25 Hill is a 2011 drama film about the All-American Soap Box Derby, the championships of which are held each July in Akron, Ohio, written and directed by Corbin Bernsen. It stars Nathan Gamble, Corbin Bernsen, Maureen Flannigan, and Ralph Waite.

==Plot==
12 year-old Trey Caldwell (Nathan Gamble) is shattered when his soldier father is killed in Afghanistan, leaving a hole in the boy's life – and an unfinished Soap Box Derby car in the garage. A final gift from his dad, the car is a constant reminder of all that could have been.
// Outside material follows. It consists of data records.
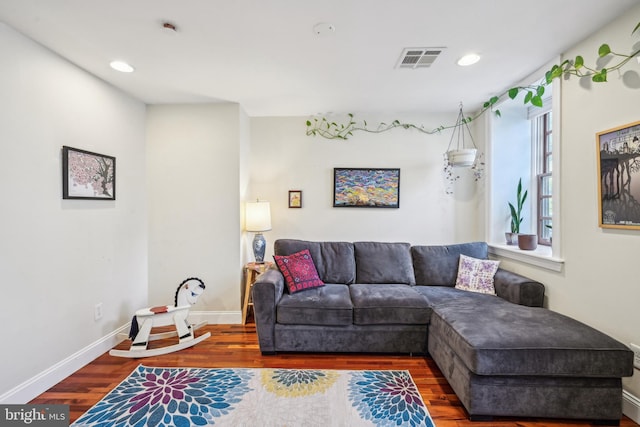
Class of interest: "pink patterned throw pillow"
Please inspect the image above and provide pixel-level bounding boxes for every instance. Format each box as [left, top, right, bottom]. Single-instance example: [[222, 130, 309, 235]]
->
[[273, 249, 324, 294], [456, 254, 500, 295]]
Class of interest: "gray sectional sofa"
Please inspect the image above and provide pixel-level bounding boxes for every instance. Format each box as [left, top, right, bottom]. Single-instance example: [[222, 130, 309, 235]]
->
[[252, 239, 633, 425]]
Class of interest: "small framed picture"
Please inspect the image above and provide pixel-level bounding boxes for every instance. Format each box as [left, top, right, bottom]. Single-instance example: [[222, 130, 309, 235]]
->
[[289, 190, 302, 208], [62, 147, 116, 200]]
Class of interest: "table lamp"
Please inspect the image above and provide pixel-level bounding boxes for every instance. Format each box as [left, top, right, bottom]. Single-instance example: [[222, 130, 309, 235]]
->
[[245, 200, 271, 262]]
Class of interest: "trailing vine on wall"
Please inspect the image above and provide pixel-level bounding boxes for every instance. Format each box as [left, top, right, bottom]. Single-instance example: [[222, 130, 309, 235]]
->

But when Trey meets Roy Gibbs (Corbin Bernsen), a grizzled Fire Chief devastated by the loss of his firefighter son on 9/11, a new relationship forms and old wounds finally begin to heal. As the unlikely team works to complete the Soap Box car and train for the upcoming Derby, they'll learn that life isn't about the starting line or checkered flag – it's about having the courage to make the incredible journey of faith in between.

==Cast==
- Nathan Gamble as Trey Caldwell, a boy who has no interest in derby racing.
- Corbin Bernsen as Roy Gibbs, a man who helps Trey build his derby cart.
- Maureen Flannigan as Maggie Caldwell, Trey's mom, who supports him.
- Ralph Waite as Ed, a man who helps Trey.
- Timothy Omundson as Thomas Caldwell, Trey's dad.
- Bailee Madison as Kate Slater, Trey's nemesis.
- Brad Raider as Derek Slater, Kate's father.
- Andrew Nelisse, Todd Hinton and Scott Sherwood as "Team Slater"
- James R. Clark as Western Regional Track Announcer
Phillip Blair, as a spectator, spectating.

==Production==

===Filming===
Filming started in Akron, Ohio on April 7, 2010, and went into post-production on August 13, 2010.